Não é só isso. Valores
como ordem, segurança pública, austeridade fiscal e comportamental,
eficiência, juntam-se à moralidade como temas que foram ou têm sido
usurpados pela direita reacionária, sem que a nossa militância de
esquerda reaja ou até mesmo se dê conta. Na verdade, ainda estamos sob a
influência de uma geração que viu esses valores serem agitados pelo
pensamento golpista, quando não truculento, para justificar a ruptura da
ordem democrática e do Estado de direito e as violações chocantes das
mínimas liberdades e franquias inerentes ao ser humano. Compreende-se,
portanto. Não se justifica mais, entretanto, sob pena de desertarmos da
agenda popular e cairmos de novo no equívoco de transferir valores
universais e progressistas à militância reacionária. Pior, sob pena de
pautarmos nossa prática pela forma vesga com que o mundo conservador
interpreta esses valores como creio, comovidamente, que fazemos hoje.

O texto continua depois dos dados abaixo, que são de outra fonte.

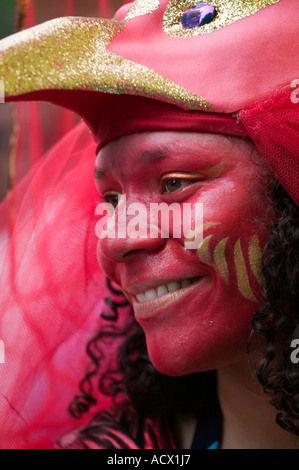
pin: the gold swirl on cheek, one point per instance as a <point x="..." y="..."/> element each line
<point x="220" y="260"/>
<point x="70" y="53"/>
<point x="255" y="258"/>
<point x="217" y="258"/>
<point x="228" y="11"/>
<point x="242" y="275"/>
<point x="142" y="7"/>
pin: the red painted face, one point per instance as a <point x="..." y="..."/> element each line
<point x="195" y="305"/>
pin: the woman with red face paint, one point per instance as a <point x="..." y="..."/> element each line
<point x="191" y="347"/>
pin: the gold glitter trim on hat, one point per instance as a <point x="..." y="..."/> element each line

Tomemos a forma com que, perplexa e
atabalhoadamente, boa parte de nossas autoridades reagiu à violência
física de pequenos grupos protofascistas infiltrados nas manifestações
populares. Uma forçada tolerância, uma inibição desrespeitosa da
polícia, um descumprimento generalizado da lei que, ao lado de garantir
plena liberdade de manifestação, garante também o direito de ir e vir
nas vias públicas, a incolumidade de seus patrimônios públicos ou
privados, a inviolabilidade do domicílio, mesmo que seja de um político
impopular, a eleição de prioridades por aqueles que têm legitimidade
para tanto controladas pelas instituições da democracia. Crimes de ação
pública cometidos à frente das câmeras de tevê, em vez de resultarem no
devido procedimento legal, trazem integrantes politiqueiros, felizmente
ínfima minoria, do Ministério Público à ribalta com um discurso de
demagogia pura, enquanto pequenos comerciantes choram impotentes a
destruição de suas lojas e ao assalto de suas mercadorias.

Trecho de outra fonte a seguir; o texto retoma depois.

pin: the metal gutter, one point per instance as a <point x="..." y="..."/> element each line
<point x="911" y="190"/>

Daqui a pouco, e em meio às
manifestações já surgiram os primeiros cartazes, o povo começará a
chamar de volta os militares. Ou nossa demagogia revogará a história
para desconhecer as imensas manifestações populares que antecederam 1964
sob o jargão da Marcha com Deus e a Liberdade? Estamos muito longe
disso, claro, mas minha reflexão é sobre valores. E esses só se afirmam
na militância permanente e no exemplo.
Ao transpor essa mesma
inquietação para a administração pública, de novo encontramos a
perplexidade a nos colocar cada vez mais distantes do clamor popular. Ao
lado da saúde, o desejo generalizado da família brasileira em toda
parte é uma resposta à explosão relativamente recente dos indicadores de
violência, especialmente dos assaltos à mão armada e dos homicídios.
Incrível. Não há uma única iniciativa institucional ou administrativa
que guarde a mais remota coerência ou proporção com a agenda do medo que
se dissemina pelo País afora. No nosso vácuo, ideias toscas ganham
popularidade imensa. A redução da maioridade penal ou a pena de morte
são as respostas da reação. E as nossas?
Na economia não
é diferente. Ao contrário, aqui se pratica o crime perfeito. Ou a
tentativa dele. O mundo reacionário colocou a esquerda quase toda na
defensa e prática de seu modo de interpretar o equilíbrio fiscal,
austeridade monetária e integração internacional. Aqui a tragédia
cobrará um preço histórico. O atual e inexplicável aumento de meio ponto
porcentual na taxa de juros gera uma excedente no gasto corrente do
País de cerca de 8 bilhões de reais por ano.
Valores... Coordenação
estratégica do governo, iniciativa privada e academia para executar um
projeto pactuado de desenvolvimento. Substituição de importações,
compras governamentais, desenvolvimento regional, legislação antitruste,
crítica aos atuais marcos de propriedade intelectual e remessa de
lucros... Heresia pura?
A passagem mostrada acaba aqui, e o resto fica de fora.